Solo: Hasil simposium Korps Alumni Himpunan Mahasiswa Islam (KAHMI) bidang pendidikan merekomendasikan perlu adanya model baru pendidikan kebangsaan pada era milenial, dari tingkat PAUD, Sekolah Dasar, SLTP, SLTA dan Perguruan Tinggi. Menyusul adanya fakta, bahwa setelah era orde baru berakhir dan lahirnya reformasi tidak ada model pendidikan kebangsaan yang jelas di dunia pendidikan nasional.
Jika pada masa Orde Baru ada penataran P-4 (Pedoman Penghayatan dan Pengamalan Pancasila) pada semua level, kemudian tidak ada lagi pada masa reformasi. “Ini merupakan salah satu yang menyebabkan krisis kebangsaan,” ujar Abdur Rahman Ketua Panitia Simposium KAHMI Bidang Pendidikan,yang mengangkat tema: Teknologi, Industri dan Pendidikan, saat membacakan Rekomendasi Simposium di Kampus Universitas Sebelas Maret (UNS) Surakarta, Sabtu, 16 Februari 2019.
Pendidikan kebangsaan sangat penting, mengingat tantangan terbesar dari masuknya era disrupsi ini adalah kemungkinan merosotnya semangat nasionalisme. Terlebih lagi beberapa indikasi awal merosotnya nasionalisme telah muncul, seperti hoaks,ujaran kebencian, radikalisasi dan ancaman disintegrasi.
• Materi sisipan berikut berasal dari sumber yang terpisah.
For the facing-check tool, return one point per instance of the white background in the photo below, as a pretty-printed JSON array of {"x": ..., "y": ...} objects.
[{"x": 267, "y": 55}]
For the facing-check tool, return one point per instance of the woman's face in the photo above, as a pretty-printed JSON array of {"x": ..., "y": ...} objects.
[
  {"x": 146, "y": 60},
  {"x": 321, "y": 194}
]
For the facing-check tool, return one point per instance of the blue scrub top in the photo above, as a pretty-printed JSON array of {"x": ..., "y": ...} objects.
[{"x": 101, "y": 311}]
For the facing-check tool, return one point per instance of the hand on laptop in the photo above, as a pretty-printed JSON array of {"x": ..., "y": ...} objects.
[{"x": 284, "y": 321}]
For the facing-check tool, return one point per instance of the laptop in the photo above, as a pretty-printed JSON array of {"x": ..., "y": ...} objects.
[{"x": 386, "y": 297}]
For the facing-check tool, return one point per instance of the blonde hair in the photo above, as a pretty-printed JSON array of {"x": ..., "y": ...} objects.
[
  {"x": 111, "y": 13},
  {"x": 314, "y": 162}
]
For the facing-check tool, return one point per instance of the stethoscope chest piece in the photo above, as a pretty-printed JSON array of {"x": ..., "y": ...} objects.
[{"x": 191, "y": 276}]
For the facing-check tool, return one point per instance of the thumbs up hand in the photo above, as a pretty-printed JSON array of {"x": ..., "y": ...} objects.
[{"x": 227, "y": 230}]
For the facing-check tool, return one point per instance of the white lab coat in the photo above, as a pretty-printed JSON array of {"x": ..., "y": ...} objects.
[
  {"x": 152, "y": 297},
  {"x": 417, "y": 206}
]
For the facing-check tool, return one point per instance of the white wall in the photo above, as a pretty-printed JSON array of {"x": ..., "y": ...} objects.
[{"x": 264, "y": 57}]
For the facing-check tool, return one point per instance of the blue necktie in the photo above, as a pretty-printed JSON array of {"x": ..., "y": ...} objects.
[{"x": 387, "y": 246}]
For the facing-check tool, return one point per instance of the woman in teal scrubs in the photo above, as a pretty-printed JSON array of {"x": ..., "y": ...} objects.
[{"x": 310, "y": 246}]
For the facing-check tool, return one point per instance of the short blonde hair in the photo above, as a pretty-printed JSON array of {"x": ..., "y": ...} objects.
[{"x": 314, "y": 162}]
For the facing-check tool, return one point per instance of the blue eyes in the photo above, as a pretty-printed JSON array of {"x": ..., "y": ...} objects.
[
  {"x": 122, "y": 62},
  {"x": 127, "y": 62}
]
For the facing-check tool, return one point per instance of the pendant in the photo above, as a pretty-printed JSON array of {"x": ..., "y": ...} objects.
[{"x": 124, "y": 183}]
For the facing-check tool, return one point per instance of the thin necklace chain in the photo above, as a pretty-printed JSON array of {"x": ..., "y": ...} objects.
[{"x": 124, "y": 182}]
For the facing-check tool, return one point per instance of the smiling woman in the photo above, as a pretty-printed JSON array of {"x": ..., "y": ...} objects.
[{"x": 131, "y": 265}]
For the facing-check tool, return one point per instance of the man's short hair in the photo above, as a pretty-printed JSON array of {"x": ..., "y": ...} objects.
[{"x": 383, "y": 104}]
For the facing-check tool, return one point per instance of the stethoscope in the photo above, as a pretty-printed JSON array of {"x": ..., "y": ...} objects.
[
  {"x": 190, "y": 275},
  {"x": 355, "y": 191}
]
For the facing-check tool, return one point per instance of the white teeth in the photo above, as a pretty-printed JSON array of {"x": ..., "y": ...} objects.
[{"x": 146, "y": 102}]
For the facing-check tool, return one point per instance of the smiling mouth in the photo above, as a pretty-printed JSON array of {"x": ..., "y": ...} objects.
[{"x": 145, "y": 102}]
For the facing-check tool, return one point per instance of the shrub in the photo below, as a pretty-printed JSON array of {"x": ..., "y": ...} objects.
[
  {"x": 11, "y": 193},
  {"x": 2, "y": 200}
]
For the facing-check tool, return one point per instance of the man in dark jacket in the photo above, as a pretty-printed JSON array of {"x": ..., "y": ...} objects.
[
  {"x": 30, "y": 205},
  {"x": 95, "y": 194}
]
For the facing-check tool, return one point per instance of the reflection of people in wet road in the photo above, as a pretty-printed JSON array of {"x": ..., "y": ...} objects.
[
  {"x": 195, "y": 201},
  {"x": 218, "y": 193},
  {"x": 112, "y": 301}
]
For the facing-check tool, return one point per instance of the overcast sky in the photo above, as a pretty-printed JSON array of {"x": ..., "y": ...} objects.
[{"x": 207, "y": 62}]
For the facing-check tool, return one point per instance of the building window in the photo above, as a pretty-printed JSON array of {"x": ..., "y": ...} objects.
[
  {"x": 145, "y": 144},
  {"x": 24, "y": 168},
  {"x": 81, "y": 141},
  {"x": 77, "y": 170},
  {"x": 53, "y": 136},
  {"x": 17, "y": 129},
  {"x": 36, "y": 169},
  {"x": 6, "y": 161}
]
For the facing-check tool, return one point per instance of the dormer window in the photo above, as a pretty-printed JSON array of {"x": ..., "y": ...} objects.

“Oleh karenanya, simposium nasional ini akan menggerakkan para pemikir, peneliti dan pengambil kebijakan pendidikan di Indonesia untuk mengoptimalkan inisiatif dan inovasi pendidikan, mempersiapkan SDM yangsejajar dalam kemitraan dan kolaborasi untuk kemajuan masyarakat regional maupunin ternasional,” ungkap Abdur Rahman.
Rekomendasi kebijakan dan program pengembangan pendidikan ini disampaikan setelah memperhatikan data dan pemikiran dari lima narasumber dalam Simposium. Selain itu juga mempertimbangkan fakta dan temuan yang ada di dalam 37 judul artikel, semuanya telah dibahas bersama dalam tiga sesi paralel oleh sekitar 100 ilmuwan muslim, peneliti profesional dan praktisi pendidikan kayapengalaman, yang hampir semuanya adalah warga dan aktisivis KAHMI.